John Fund of National Review Online describes Democrats’ current attitude toward moderate candidates.
The activist base of the Democratic party is lurching left fast enough that everyone should pay attention. Activists matter because their turnout in low-turnout primaries and caucuses almost propelled leftist Bernie Sanders to victory over Hillary Clinton in 2016. Last month, Alexandria Ocasio-Cortez unseated New York congressman Joe Crowley, the No. 4 ranking House Democrat in a low-turnout primary. She benefited from organizing support from the Democratic Socialists of America. Leftists have also upset establishment Democrats in statewide primaries for governor in Colorado and Maryland.
The power of left-wing activists showed up in California this past Saturday, as 65 percent of the state Democratic party’s 330-member executive committee voted to spurn moderate Democratic senator Dianne Feinstein. Instead, they endorsed her left-wing opponent, Kevin de León, a state senator. De Leon won a stunning 65 percent of party activists, and Feinstein got just 7 percent. …
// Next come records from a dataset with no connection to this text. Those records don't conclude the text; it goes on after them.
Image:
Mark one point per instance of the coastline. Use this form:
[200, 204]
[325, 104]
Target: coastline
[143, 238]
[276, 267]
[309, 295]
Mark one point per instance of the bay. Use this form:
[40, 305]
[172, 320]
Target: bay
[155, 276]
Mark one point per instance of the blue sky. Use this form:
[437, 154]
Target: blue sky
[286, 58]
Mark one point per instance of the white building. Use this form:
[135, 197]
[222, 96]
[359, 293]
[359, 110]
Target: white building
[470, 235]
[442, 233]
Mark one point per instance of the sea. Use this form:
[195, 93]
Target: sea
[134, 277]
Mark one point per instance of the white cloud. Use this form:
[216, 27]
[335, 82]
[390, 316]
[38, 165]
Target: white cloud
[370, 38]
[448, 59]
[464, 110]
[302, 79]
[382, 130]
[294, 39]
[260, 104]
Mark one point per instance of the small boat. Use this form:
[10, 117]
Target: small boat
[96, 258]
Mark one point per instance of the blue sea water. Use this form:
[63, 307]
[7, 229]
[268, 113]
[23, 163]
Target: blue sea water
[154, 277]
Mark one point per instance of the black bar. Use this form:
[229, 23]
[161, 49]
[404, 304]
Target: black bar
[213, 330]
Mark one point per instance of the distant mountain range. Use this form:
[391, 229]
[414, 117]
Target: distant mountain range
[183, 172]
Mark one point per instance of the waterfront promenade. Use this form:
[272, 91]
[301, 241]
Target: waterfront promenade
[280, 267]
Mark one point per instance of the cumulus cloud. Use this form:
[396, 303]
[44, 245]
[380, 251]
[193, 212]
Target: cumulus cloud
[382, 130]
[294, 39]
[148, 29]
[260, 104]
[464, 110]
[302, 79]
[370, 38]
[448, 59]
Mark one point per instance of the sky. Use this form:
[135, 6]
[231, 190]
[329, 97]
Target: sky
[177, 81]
… The left wing of the Democratic party believes that history is on its side and that they can sweep away the party’s weak-kneed leadership. They point to surveys suggesting that younger people are increasingly interested in socialism as a desirable economic system. A recent Emerson College survey, for instance, found that Americans ages 18 to 34 prefer capitalism to socialism as the better system by only one point: 42 percent for capitalism to 41 percent for socialism. “The future belongs to us,” bellows Bernie Sanders to his audience.
But no so fast. Overall, voters prefer capitalism, by 54 percent to 24 percent. Among Americans 35 and older, the difference in support for capitalism over socialism was between 38 and 42 percentage points.